Singapore retreats from retail crypto market

Singapore has lengthy positioned itself as a world monetary hub and probably the most welcoming jurisdictions for crypto. However in October, indicators started rising that the city-state was retreating from the retail crypto sector when it signaled that it will impose new consumer restrictions.

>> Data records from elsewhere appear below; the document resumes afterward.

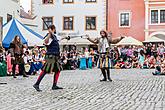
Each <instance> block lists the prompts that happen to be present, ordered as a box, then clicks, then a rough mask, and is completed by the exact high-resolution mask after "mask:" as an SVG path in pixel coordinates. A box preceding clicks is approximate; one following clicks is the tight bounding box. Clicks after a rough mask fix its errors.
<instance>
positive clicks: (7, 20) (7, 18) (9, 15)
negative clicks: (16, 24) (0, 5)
mask: <svg viewBox="0 0 165 110" xmlns="http://www.w3.org/2000/svg"><path fill="white" fill-rule="evenodd" d="M11 19H12V15H10V14H7V23H8V22H9V21H10V20H11Z"/></svg>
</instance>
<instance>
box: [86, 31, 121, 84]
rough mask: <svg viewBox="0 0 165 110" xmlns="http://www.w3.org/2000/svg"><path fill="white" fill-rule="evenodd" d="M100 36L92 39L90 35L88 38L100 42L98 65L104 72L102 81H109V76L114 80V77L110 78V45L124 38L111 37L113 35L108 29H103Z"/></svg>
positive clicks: (92, 40) (109, 76) (109, 78)
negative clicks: (110, 32) (100, 35)
mask: <svg viewBox="0 0 165 110" xmlns="http://www.w3.org/2000/svg"><path fill="white" fill-rule="evenodd" d="M100 35H101V37H100V38H96V39H94V40H92V39H91V38H90V37H89V36H88V38H87V39H88V40H89V41H90V42H92V43H94V44H98V51H99V54H100V58H99V61H98V67H99V68H100V69H101V72H102V74H103V77H104V78H103V79H102V80H100V81H107V77H108V80H109V81H110V82H112V79H111V78H110V71H109V69H110V63H111V61H110V57H109V47H110V44H111V43H114V44H115V43H118V42H119V41H120V40H122V39H123V37H121V38H117V39H113V40H112V38H111V36H109V35H108V34H107V32H106V31H104V30H101V31H100ZM106 71H107V75H106Z"/></svg>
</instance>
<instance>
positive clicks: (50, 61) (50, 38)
mask: <svg viewBox="0 0 165 110" xmlns="http://www.w3.org/2000/svg"><path fill="white" fill-rule="evenodd" d="M48 32H49V33H48V34H47V35H46V37H45V40H44V43H45V45H47V46H46V47H47V53H46V56H45V61H46V63H45V64H44V66H43V68H42V72H41V73H40V75H39V77H38V79H37V81H36V83H35V84H34V85H33V87H34V88H35V89H36V90H37V91H41V89H40V88H39V84H40V82H41V80H42V79H43V78H44V76H45V75H46V73H50V72H55V74H54V81H53V86H52V90H57V89H63V88H61V87H58V86H57V81H58V78H59V75H60V70H61V68H60V63H59V59H60V47H59V41H61V40H63V39H67V37H66V38H61V39H60V37H59V36H56V35H55V33H56V28H55V26H54V25H50V26H49V27H48Z"/></svg>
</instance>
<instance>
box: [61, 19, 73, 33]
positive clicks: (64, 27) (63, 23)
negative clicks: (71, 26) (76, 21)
mask: <svg viewBox="0 0 165 110" xmlns="http://www.w3.org/2000/svg"><path fill="white" fill-rule="evenodd" d="M65 18H72V26H73V27H72V29H69V28H68V29H65V23H64V22H65ZM69 22H70V21H69ZM73 30H74V16H63V31H73Z"/></svg>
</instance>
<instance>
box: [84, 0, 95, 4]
mask: <svg viewBox="0 0 165 110" xmlns="http://www.w3.org/2000/svg"><path fill="white" fill-rule="evenodd" d="M85 3H97V0H95V1H92V0H90V1H87V0H85Z"/></svg>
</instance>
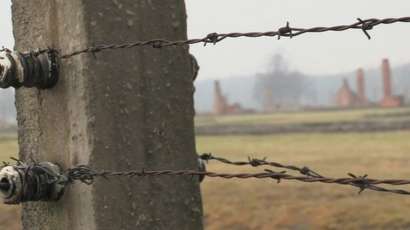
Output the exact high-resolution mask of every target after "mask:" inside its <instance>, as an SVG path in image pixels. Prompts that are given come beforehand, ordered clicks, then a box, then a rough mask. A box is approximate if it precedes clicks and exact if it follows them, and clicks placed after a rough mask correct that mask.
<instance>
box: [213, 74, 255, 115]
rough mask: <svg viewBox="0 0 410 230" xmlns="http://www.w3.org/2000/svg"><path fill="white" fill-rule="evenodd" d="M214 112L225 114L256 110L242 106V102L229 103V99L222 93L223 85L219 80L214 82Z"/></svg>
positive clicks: (213, 109)
mask: <svg viewBox="0 0 410 230" xmlns="http://www.w3.org/2000/svg"><path fill="white" fill-rule="evenodd" d="M212 112H213V114H215V115H224V114H241V113H251V112H254V111H253V110H250V109H244V108H242V106H241V104H239V103H234V104H229V102H228V99H227V98H226V96H225V95H223V93H222V89H221V85H220V83H219V81H215V82H214V104H213V111H212Z"/></svg>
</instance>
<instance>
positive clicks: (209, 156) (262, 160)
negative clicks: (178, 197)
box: [199, 153, 322, 177]
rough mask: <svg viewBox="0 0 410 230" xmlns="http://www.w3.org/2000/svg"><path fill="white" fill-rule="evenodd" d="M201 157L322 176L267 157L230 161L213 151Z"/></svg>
mask: <svg viewBox="0 0 410 230" xmlns="http://www.w3.org/2000/svg"><path fill="white" fill-rule="evenodd" d="M199 158H200V159H202V160H204V161H210V160H216V161H219V162H221V163H225V164H230V165H236V166H244V165H250V166H253V167H258V166H272V167H277V168H284V169H289V170H293V171H298V172H299V173H301V174H302V175H306V176H310V177H322V176H321V175H320V174H319V173H317V172H315V171H313V170H311V169H309V168H308V167H306V166H305V167H297V166H293V165H283V164H280V163H277V162H268V161H266V158H264V159H257V158H252V157H248V161H230V160H228V159H225V158H222V157H216V156H213V155H212V154H211V153H204V154H202V155H200V156H199Z"/></svg>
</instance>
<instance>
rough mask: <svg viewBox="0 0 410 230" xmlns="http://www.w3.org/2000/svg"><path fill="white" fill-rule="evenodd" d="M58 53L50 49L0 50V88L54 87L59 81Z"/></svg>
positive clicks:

The Financial Authority of Singapore (MAS) printed a session paper outlining a number of proposals for safeguarding Singaporeans in opposition to the unpredictable crypto business. Some proposals included banning retail buyers from borrowing funds to purchase crypto and stopping crypto platforms from utilizing funds deposited by retail buyers for staking or lending to generate yield.

The nation’s rethink on crypto was knowledgeable by the latest blowups of digital asset platforms, together with Hodlnaut, Three Arrows Capital (3AC), Voyager, and Celsius.

Dubai finds itself within the eye of the storm

Singapore isn’t the one city-state grappling with the aftershocks of FTX’s collapse. Dubai, which has been working to draw the largest crypto firms on this planet with crypto-friendly insurance policies, had earlier granted FTX an operating license via its Digital Belongings Regulatory Authority (VARA). 

In accordance with Dubai World Commerce Heart Authority director-general Helal Al Marri, the transfer got here after a rigorous analysis course of. However with FTX going bust and Sam Bankman-Fried the topic of a number of investigations, officers have sought to distance themselves from that call, even going so far as revoking the two-month previous license.